We hosted the event at St George-in-the-East – where our new offices were based. Along with some great stories of our work over the last decade, we celebrated the new offices and our change of name.
Following on from the reading Matthew 13, Bishop Moses gave a short reflection, as follows…
“I would like to thank Canon Dr Angus Ritchie, Revd Tim Clapton and the rest of the team for inviting me to share in the celebration of this 10th anniversary, which coincides with your relocation and a change of name to the Centre for Theology and Community, Congratulations.
We’re grateful to Alex for reading the scriptures, which speak about the growth of the Kingdom. It’s interesting to note that one story is about a man, the other story about a woman, maintaining a gender balance. In both parables, there is a striking contrast between a small or obscure beginning and an amazing end result.
The parable of the mustard seed shows how good sowing can be, its effect can be out of all proportion to its appearance. The mustard seed may be one of the smallest of all seeds, and the yeast may be almost indiscernible in the baking dough, but the effects produced in both cases are far-reaching and thorough.

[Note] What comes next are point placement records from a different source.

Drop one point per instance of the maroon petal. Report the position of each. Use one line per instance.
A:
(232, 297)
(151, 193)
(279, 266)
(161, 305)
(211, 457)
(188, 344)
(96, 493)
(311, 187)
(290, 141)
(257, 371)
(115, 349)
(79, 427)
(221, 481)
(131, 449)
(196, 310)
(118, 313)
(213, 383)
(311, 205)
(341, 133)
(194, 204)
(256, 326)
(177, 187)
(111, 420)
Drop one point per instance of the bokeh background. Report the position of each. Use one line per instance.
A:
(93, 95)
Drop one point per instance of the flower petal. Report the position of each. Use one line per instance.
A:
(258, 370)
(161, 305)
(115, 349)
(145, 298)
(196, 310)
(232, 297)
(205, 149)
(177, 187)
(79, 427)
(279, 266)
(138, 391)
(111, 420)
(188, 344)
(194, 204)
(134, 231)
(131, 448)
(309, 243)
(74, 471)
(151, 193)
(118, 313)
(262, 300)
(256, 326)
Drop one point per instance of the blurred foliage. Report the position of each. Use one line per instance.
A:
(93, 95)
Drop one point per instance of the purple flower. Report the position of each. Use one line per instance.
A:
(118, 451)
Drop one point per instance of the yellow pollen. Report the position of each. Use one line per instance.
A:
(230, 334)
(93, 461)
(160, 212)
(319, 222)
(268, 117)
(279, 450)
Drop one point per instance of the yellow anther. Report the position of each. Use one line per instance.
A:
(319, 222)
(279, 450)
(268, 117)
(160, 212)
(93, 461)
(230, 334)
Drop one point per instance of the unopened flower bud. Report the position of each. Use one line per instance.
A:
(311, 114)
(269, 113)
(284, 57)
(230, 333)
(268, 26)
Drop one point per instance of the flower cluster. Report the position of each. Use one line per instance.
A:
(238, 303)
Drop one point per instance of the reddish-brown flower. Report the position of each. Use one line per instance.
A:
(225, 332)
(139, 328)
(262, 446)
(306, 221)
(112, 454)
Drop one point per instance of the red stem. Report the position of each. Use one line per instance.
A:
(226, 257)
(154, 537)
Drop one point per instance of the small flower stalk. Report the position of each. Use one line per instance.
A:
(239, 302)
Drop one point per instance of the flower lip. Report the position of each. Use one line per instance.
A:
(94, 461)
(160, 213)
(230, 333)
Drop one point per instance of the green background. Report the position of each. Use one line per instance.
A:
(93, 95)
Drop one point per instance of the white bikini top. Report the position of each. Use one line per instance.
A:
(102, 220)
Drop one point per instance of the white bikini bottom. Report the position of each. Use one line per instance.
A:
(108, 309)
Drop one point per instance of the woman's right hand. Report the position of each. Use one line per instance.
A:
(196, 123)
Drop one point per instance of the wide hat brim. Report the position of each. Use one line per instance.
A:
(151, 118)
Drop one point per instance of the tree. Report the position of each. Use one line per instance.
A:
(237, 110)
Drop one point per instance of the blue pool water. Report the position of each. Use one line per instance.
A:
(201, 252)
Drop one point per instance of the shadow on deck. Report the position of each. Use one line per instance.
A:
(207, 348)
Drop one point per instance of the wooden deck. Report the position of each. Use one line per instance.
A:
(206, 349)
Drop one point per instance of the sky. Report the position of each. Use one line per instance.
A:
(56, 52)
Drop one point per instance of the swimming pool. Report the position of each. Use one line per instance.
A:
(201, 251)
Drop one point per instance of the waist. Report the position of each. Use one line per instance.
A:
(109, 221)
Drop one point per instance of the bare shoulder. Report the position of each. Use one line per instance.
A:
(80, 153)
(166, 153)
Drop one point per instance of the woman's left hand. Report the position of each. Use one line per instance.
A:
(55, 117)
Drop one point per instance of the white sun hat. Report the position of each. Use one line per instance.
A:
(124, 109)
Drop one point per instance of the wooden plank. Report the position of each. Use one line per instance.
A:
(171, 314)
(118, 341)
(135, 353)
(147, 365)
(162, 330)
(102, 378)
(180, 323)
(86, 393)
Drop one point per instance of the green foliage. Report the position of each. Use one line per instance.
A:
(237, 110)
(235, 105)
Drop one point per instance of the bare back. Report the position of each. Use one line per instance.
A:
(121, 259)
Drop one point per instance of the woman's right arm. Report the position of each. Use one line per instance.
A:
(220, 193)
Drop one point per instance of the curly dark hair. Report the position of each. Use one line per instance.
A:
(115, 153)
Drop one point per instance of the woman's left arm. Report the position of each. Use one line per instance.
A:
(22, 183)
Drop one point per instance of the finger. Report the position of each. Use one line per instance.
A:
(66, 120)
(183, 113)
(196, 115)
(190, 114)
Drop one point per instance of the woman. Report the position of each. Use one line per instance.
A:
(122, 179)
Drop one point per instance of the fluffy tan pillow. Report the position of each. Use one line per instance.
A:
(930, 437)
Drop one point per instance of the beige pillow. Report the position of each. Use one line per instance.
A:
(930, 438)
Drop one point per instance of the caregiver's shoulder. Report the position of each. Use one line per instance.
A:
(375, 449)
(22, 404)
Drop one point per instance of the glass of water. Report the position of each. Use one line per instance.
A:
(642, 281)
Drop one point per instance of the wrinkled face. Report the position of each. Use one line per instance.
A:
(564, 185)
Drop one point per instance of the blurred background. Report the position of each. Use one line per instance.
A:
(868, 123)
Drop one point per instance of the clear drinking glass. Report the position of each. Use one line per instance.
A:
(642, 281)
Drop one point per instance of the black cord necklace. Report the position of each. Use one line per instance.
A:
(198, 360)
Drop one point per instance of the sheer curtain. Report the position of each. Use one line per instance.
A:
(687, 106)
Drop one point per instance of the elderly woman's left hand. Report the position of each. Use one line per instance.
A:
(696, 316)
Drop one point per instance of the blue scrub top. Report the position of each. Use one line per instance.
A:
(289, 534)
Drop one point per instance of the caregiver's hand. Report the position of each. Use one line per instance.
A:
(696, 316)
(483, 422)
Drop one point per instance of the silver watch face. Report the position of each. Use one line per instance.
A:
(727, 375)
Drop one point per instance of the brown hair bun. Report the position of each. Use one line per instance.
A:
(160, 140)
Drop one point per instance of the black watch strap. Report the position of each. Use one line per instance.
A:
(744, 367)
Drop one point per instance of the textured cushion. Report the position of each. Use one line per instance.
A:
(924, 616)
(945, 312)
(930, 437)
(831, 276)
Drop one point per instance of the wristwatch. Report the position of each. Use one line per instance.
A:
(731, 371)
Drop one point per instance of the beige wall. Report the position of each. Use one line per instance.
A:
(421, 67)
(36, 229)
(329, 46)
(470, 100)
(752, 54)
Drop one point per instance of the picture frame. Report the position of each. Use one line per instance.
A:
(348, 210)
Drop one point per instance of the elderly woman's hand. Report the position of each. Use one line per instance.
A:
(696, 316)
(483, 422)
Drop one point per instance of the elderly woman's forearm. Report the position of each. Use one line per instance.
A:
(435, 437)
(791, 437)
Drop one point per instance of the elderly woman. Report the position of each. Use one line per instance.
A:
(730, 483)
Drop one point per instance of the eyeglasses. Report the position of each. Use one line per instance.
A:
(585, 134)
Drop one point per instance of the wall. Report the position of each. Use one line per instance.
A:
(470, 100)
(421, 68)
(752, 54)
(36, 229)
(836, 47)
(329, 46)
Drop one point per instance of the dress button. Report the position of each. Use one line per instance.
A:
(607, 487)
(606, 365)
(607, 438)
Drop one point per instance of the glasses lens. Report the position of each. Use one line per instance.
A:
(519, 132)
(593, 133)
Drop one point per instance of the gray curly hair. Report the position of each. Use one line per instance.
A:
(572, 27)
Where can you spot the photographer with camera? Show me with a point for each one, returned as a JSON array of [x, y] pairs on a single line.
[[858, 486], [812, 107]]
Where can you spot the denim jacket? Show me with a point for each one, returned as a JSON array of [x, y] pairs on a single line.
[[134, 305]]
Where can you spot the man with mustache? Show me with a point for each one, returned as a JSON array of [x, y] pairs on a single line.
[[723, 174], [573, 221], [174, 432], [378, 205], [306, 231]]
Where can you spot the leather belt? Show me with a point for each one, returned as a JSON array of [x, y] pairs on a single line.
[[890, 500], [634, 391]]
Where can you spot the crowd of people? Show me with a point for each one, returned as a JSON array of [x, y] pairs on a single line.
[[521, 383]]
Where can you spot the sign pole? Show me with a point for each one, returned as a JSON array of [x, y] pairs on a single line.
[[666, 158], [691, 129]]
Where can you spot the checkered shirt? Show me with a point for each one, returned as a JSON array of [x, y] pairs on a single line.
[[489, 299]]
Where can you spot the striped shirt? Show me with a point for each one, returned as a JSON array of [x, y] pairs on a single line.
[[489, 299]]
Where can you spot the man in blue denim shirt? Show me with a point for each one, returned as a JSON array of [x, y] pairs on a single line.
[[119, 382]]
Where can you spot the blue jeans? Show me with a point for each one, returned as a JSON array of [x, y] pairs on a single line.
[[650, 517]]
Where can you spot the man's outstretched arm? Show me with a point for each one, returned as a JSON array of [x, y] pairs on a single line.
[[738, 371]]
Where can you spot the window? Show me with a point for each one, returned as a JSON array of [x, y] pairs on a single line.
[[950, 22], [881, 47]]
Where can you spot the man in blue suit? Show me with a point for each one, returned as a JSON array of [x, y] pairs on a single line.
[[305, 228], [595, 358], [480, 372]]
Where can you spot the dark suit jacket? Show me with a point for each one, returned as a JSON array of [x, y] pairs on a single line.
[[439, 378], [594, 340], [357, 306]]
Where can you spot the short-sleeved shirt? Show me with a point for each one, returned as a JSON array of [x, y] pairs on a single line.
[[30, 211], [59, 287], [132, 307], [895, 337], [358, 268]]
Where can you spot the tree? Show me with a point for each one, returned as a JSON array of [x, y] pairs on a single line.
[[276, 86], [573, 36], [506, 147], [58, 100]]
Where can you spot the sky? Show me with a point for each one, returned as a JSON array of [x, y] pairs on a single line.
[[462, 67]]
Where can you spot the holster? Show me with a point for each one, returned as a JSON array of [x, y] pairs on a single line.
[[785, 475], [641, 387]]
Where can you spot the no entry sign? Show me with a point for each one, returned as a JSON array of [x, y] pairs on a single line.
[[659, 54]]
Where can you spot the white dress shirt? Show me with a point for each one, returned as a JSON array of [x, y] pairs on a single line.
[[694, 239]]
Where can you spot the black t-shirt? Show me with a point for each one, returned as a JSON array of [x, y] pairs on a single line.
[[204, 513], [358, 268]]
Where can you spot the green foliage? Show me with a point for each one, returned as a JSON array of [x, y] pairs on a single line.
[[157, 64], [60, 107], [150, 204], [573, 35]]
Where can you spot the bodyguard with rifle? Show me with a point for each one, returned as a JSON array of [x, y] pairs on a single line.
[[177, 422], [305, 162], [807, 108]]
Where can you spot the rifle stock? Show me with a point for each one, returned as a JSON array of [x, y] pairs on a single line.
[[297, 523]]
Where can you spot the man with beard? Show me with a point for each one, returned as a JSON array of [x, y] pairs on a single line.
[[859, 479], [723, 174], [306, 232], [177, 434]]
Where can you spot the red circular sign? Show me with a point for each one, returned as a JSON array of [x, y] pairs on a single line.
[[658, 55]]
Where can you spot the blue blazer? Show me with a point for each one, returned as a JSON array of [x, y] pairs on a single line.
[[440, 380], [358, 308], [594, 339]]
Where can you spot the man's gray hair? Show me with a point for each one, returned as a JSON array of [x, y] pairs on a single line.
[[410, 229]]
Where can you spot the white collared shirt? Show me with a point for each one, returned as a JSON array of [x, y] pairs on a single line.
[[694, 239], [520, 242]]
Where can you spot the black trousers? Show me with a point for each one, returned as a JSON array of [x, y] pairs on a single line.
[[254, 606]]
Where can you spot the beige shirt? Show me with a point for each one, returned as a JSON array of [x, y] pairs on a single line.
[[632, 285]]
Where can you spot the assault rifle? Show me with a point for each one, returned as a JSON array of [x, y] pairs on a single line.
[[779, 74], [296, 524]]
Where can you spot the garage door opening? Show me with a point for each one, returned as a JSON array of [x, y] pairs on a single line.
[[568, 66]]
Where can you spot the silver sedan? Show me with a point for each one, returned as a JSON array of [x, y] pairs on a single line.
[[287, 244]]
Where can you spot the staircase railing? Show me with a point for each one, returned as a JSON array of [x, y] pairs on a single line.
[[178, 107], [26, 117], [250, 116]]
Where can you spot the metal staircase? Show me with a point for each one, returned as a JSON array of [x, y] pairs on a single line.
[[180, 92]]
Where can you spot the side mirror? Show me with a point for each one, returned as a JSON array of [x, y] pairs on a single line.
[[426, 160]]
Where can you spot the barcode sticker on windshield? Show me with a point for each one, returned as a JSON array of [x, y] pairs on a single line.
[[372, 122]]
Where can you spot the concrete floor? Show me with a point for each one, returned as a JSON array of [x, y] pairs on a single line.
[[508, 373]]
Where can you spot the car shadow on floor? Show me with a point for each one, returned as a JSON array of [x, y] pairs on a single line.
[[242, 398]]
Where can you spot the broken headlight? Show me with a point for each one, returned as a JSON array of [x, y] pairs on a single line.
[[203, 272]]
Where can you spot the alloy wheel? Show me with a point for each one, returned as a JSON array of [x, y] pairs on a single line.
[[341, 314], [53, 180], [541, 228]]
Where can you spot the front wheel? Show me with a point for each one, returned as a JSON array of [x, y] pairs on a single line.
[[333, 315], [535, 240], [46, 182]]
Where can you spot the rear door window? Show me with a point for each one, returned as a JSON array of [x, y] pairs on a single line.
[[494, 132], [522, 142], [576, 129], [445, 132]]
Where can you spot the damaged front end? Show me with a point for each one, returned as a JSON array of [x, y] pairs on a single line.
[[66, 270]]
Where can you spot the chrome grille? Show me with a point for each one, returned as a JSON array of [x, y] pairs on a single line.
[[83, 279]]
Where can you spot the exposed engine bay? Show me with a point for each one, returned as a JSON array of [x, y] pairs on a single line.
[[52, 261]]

These two parables are an encouragement to us that the seemingly insignificant kingdom initiatives we have taken in times past and continue to take today, given the opportunity to grow, will one day shape the future of many communities and provide a haven for humanity. Of course, the challenge is ‘IF it grows’, but to be more positive, the words of Christ are, ‘WHEN it grows’. In this regard, we need to consider how we on our part, can contribute to the growth of the Kingdom in our own lives and in our communities. CTC, has over the last 10 years made significant contributions in this direction.
The kingdom is the rule and reign of Christ in the hearts of men; inwardly we are being transformed into the image of Christ, and outwardly, we are called to transform the world through our witness and action.
Our role in growing the kingdom is to allow God to plant us in various communities to work the leaven of His word in and through us – until our communities assume the character of the kingdom – which include:
Righteousness, Peace, Social Justice and Joy in the Holy Ghost, and until we realise the eschatological dream, when the Kingdom of this world becomes the Kingdom of our Lord and of His Christ, Amen.